AWS outage killed some cloudy servers, recovery time is uncertain
‘Power event’ blamed, hit subset of kit in US-EAST-1
Updated Parts of Amazon Web Services' US-East-1 region have experienced about half an hour of downtime, but some customers' instances and data can't be restored because the hardware running them appears to have experienced complete failure.
The cloud colossus’ status page reports an investigation of “connectivity issues affecting some instances in a single Availability Zone in the US-EAST-1 Region” as of 3:13 PM PDT on Thursday, May 31.
A 3:42 PM update confirmed “an issue in one of the datacenters that makes up one of US-EAST-1 Availability Zones. This was a result of a power event impacting a small percentage of the physical servers in that datacenter as well as some of the networking devices.”
“Customers with EC2 instances in this availability zone may see issues with connectivity to the affected instances. We are seeing recovery and continue to work toward full resolution.
By 4:29 PM the company said it had “restored power to the vast majority of the affected instances and continue to work towards full recovery.”
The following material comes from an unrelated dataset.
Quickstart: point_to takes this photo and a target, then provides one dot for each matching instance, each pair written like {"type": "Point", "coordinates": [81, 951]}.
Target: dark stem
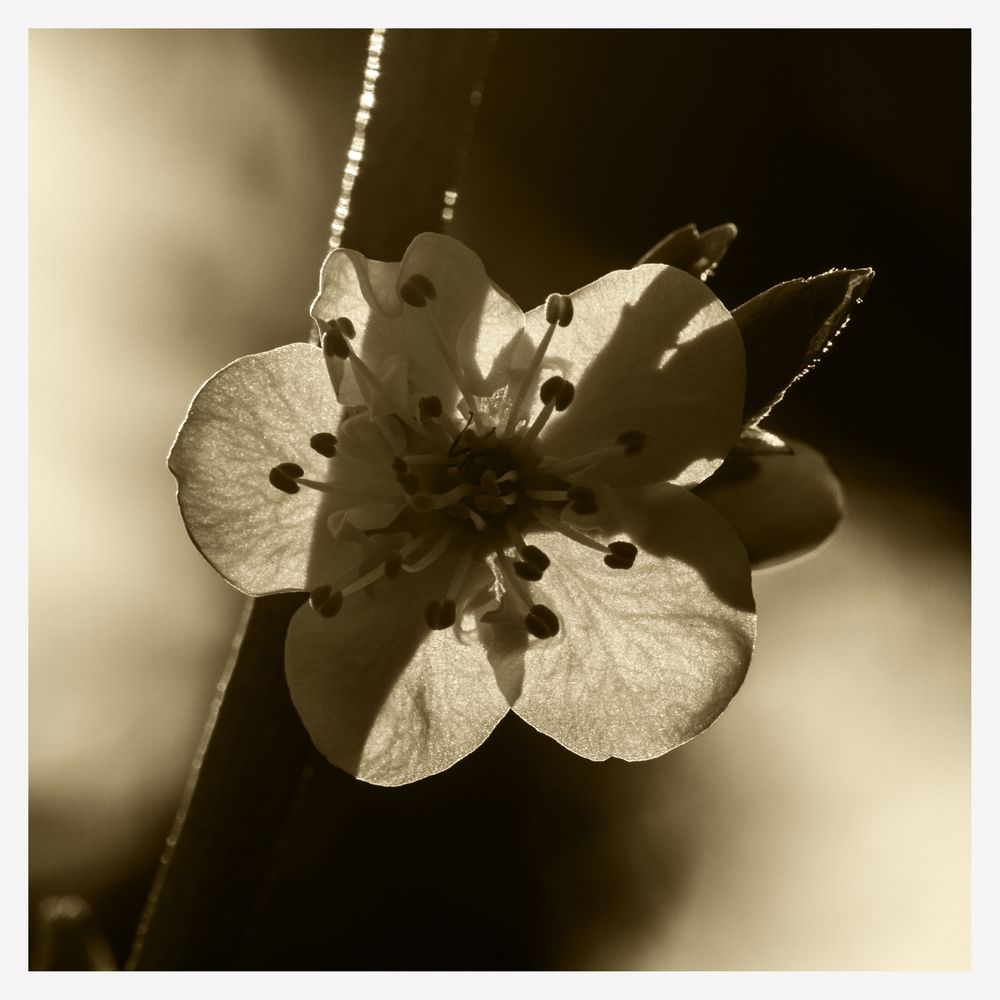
{"type": "Point", "coordinates": [256, 773]}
Cloud is a six-horse race, and three of those have been lappedREAD MORE
AWS’ EC2, Relational Database Service, Workspaces and Redshift were all impacted.
Plenty of AWS users took to Twitter to apologise for the outage’s effect on their services. One such complainant was Open Whisper Systems, maker of the Signal secure messaging service. Signal and AWS recently clashed over “domain fronting” , a technique Signal uses to enhance privacy but which AWS doesn’t like because it exposes it to risk.
Amazon threatens to suspend Signal's AWS account over censorship circumvention: https://t.co/8llgFKoCGY— Signal (@signalapp) May 1, 2018
Some saw Signal going dark as evidence AWS had booted the company off its platform. Happily, Signal was just a victim of the outage like plenty of others.
The Signal service has recovered from an outage that was caused by data center power issues. We appreciate your patience as we worked towards resolution, and we'll continue to make additional improvements. Want to help? We are hiring Server Developers: https://t.co/QcCbR3Ia79— Signal (@signalapp) May 31, 2018
All other AWS regions appear to be working just fine at the time of writing. If AWS offers new information, we’ll update this story. ®
7:30 PM PDT June 1st: AWS has now revealed more detail about the outage.
"Beginning at 2:52 PM PDT a small percentage of EC2 servers lost power in a single Availability Zone in the US-EAST-1 Region," the company's guidance now says.
"This resulted in some impaired EC2 instances and degraded performance for some EBS volumes in the affected Availability Zone."
"Power was restored at 3:22 PM PDT" and that fixed most problems. But the company says some instances haven't come back yet because they were "hosted on hardware which was adversely affected by the loss of power."
"While we will continue to work to recover all affected instances and volumes, for immediate recovery, we recommend replacing any remaining affected instances or volumes if possible," it added.